The reduction will likely sink plans for Nuon and Shell's 99 MW Near Shore Wind (NSW) project, according to David Uitdenbogaard from Dutch utility Nuon. Given the plant's limited profitability under such conditions, it is unlikely the directors of either Nuon or Shell will approve the project, he says. Furthermore, the offshore project -- which has been in planning since 1997 -- is still embroiled in a legal dispute with national conservation protest group Stichting Duinbehoud, making the scheduled 2005 construction start date highly improbable, he adds.
The Netherlands' only other planned offshore wind farm, the WP Q7, will be unaffected by the EIA revision, having already secured its tax exemption, says Mathieu Kortenoever of renewables developer E-Connection (Windpower Monthly, February 2004). But the reduction will rule out any further offshore development, he believes.
A blow onshore too
For Dirk van der Ham of the Noordenwind wind farmers' co-operative, the consequences of the EIA cut are equally disastrous for future onshore wind development. Planning for most Dutch wind projects takes around five years and most plans will have been based on the assumption of a 55% EIA. "Many of these will now be put on ice," he says. "In the less windy provinces such as Limburg, the eastern part of Noord Brabant, Gelderland, Utrecht, Overijssel, Drenthe and large parts of Groningen, wind farms will no longer be possible."

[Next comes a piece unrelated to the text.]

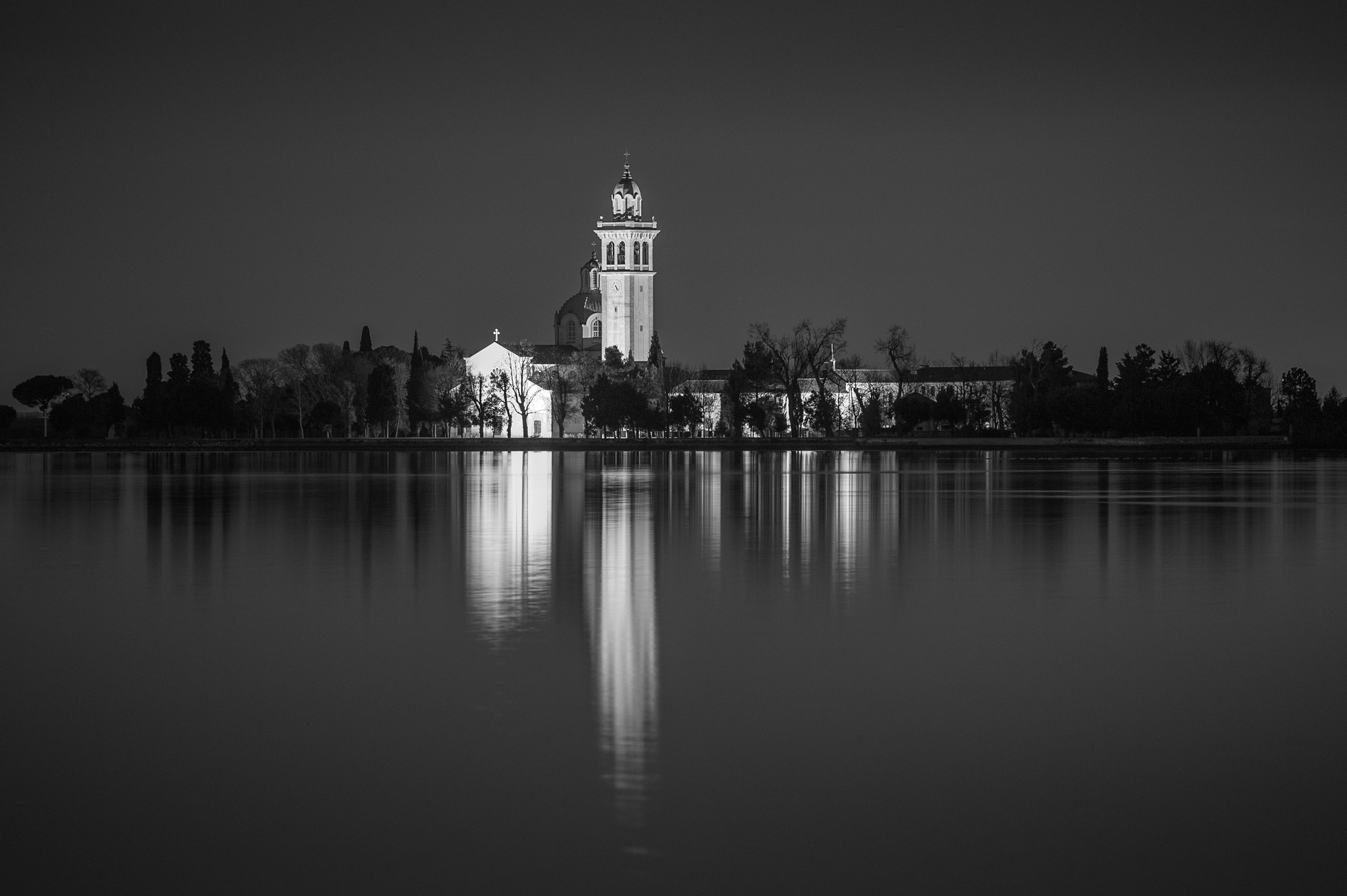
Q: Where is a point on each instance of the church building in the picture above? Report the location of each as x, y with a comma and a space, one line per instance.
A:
616, 302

Parliament is scheduled to decide on the proposal next month. Diederik Samsom of the opposition Dutch Labour party is not convinced that a crisis is imminent. He points out that the subsidy cut already represents a softening of the cabinet's original plans. "We are fighting a rearguard action at the moment, and a 44% EIA rate with no cap on the total budget is far better than what was originally on the table," says Samsom.
He adds that with this measure, the most rightwing faction of the governing coalition, the VVD, has jumped on board a growing anti-wind bandwagon in the Netherlands. "As a right wing liberal party, they are obviously opposed to subsidies on renewable energy, but officially the government is still pro-renewable energy, so it will be interesting to see how this story ends. Perhaps we will see that their bark is worse than their bite," says Samsom.
He concedes that a 44% rate will effectively stifle any marginal inland projects but believes that offshore wind development is still possible at that rate -- although it will need to be seen within the context of other changes to the tax law, especially alterations to the profit tax on companies, he says.
Ironically, the EIA reduction, which threatens to scupper the Nuon-Shell wind farm, was made by the VVD's Paul Krom, formerly vice president of human resources at Shell Renewables International.